“Texas Bail Reform Reduced Jail Time and Crime, New Study Says”

"The study found a 15% drop in guilty pleas, combined with a 17% reduction in the likelihood of a jail sentence and 15% drop in convictions, which the study’s authors say indicates that fewer innocent people are serving time for crimes they didn’t commit."

by Fola Akinnibi

A federally mandated change in the misdemeanor bail policy of Harris County, Texas, has resulted in fewer low-level offenders in jail and improved public safety, according to a new study.

The bail reforms in the county that includes Houston, ordered five years ago as part of a consent decree, have resulted in a 13% increase in people released within the first 24 hours of a misdemeanor arrest and a 6% decrease in new prosecutions over the three years following arrest, indicating that releasing these defendants doesn’t increase recidivism, according to the study by the Quattrone Center for the Fair Administration of Justice at the University of Pennsylvania.

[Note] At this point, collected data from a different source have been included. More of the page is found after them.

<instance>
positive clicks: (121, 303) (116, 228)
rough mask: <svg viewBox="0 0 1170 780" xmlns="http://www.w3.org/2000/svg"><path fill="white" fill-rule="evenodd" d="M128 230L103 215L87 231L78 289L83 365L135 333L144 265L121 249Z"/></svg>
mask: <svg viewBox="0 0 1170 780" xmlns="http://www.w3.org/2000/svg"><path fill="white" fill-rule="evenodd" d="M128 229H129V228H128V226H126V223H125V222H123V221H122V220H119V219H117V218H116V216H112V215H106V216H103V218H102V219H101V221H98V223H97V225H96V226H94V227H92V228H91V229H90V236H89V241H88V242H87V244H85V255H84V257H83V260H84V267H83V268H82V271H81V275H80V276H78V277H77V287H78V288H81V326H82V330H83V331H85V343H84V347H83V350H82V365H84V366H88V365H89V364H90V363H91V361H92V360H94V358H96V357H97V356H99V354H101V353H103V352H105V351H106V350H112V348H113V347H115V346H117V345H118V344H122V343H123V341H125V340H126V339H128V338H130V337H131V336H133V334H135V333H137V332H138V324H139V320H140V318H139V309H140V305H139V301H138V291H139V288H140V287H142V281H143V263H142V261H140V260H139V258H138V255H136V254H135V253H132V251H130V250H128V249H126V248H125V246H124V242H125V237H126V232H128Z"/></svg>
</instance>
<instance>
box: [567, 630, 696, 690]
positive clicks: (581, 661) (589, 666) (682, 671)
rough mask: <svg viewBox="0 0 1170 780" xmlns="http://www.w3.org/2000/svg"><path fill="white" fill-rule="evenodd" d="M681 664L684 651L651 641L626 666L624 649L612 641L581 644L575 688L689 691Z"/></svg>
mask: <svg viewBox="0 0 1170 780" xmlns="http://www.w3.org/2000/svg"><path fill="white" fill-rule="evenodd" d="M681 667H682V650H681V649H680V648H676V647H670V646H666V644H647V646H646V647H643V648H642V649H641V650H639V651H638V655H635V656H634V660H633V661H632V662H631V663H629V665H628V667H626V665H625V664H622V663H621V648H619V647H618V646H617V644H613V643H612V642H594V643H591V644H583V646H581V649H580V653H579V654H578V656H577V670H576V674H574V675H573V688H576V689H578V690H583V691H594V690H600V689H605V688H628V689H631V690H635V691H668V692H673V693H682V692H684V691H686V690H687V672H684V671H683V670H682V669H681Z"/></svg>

“This idea that when you release people charged with these low-level crimes you’re going to harm public safety, the data doesn’t support that at all,” said Paul Heaton, academic director at the Quattrone Center and the lead researcher on the study. “You can fix this and you can do it in a way that doesn’t compromise public safety, it doesn’t compromise accountability, it ratchets back the cost of the criminal justice system.”

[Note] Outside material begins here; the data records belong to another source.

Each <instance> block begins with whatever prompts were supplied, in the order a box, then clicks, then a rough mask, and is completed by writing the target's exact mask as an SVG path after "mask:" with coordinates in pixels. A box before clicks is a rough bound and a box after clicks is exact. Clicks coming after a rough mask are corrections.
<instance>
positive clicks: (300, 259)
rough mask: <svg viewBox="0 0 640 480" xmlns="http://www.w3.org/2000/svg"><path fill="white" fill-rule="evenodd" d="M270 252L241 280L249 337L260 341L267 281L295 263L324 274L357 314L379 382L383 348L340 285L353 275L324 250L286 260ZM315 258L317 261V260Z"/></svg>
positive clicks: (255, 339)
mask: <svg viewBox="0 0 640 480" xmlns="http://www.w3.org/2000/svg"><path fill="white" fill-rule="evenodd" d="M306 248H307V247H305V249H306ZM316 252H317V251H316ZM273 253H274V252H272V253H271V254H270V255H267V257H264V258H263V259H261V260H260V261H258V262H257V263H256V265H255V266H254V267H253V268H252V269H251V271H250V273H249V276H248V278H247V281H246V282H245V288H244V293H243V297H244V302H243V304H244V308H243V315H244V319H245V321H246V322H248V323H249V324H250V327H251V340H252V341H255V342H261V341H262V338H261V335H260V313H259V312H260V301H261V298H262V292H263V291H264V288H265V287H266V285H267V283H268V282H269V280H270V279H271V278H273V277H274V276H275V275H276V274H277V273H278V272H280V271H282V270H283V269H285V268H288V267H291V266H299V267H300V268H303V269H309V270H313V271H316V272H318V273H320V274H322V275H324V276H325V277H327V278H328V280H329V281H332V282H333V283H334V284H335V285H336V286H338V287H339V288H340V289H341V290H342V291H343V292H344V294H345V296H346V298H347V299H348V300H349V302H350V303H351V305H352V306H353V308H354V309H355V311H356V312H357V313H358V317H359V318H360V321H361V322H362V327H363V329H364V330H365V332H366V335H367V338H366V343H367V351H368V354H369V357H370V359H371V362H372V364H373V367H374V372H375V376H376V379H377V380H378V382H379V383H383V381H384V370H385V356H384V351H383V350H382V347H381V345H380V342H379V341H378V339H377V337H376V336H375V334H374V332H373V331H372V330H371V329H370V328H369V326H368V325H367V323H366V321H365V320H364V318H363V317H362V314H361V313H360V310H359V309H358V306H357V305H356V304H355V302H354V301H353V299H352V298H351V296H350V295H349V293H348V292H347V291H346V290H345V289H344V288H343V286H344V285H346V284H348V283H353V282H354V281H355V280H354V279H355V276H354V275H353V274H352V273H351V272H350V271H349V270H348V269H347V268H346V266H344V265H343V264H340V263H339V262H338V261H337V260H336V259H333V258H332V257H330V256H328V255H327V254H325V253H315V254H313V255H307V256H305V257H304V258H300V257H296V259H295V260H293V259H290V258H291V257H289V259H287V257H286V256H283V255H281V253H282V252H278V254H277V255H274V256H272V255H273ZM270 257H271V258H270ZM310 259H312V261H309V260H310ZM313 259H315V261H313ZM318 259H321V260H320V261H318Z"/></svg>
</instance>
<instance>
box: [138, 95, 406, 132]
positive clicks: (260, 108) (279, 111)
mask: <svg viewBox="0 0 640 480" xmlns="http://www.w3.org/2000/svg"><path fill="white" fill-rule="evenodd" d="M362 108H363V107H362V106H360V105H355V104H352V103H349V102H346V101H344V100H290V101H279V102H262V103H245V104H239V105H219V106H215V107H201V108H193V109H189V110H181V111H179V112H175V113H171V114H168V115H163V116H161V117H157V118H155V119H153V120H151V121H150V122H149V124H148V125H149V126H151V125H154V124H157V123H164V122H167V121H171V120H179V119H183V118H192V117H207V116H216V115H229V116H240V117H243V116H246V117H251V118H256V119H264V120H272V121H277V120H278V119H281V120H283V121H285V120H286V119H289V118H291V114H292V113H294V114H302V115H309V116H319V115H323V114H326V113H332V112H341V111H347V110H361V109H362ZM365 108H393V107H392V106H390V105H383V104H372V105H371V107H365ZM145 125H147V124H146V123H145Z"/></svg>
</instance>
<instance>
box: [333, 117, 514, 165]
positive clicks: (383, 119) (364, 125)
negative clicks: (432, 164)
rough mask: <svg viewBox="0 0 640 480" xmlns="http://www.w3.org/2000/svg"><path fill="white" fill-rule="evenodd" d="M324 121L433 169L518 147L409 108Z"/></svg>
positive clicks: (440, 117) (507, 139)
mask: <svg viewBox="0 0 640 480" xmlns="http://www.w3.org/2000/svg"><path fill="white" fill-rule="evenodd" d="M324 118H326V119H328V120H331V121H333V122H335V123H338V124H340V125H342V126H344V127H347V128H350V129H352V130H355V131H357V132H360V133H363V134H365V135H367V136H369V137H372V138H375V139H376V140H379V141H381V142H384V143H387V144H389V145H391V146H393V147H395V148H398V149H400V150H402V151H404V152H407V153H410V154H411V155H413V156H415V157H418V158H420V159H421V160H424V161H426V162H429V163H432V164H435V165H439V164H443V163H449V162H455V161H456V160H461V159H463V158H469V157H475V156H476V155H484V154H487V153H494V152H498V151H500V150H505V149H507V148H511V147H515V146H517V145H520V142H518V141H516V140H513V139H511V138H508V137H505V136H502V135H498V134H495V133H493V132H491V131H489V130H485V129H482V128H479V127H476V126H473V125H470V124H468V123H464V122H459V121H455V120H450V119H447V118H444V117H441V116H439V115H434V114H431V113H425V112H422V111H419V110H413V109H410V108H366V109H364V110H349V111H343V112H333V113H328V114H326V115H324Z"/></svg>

The study looked at 517,000 cases in the Harris County judicial system between January 2015 and May 2022 to assess the impact of a federal consent decree that eliminated cash bail for most people charged with misdemeanors. The study found a 15% drop in guilty pleas, combined with a 17% reduction in the likelihood of a jail sentence and 15% drop in convictions, which the study’s authors say indicates that fewer innocent people are serving time for crimes they didn’t commit.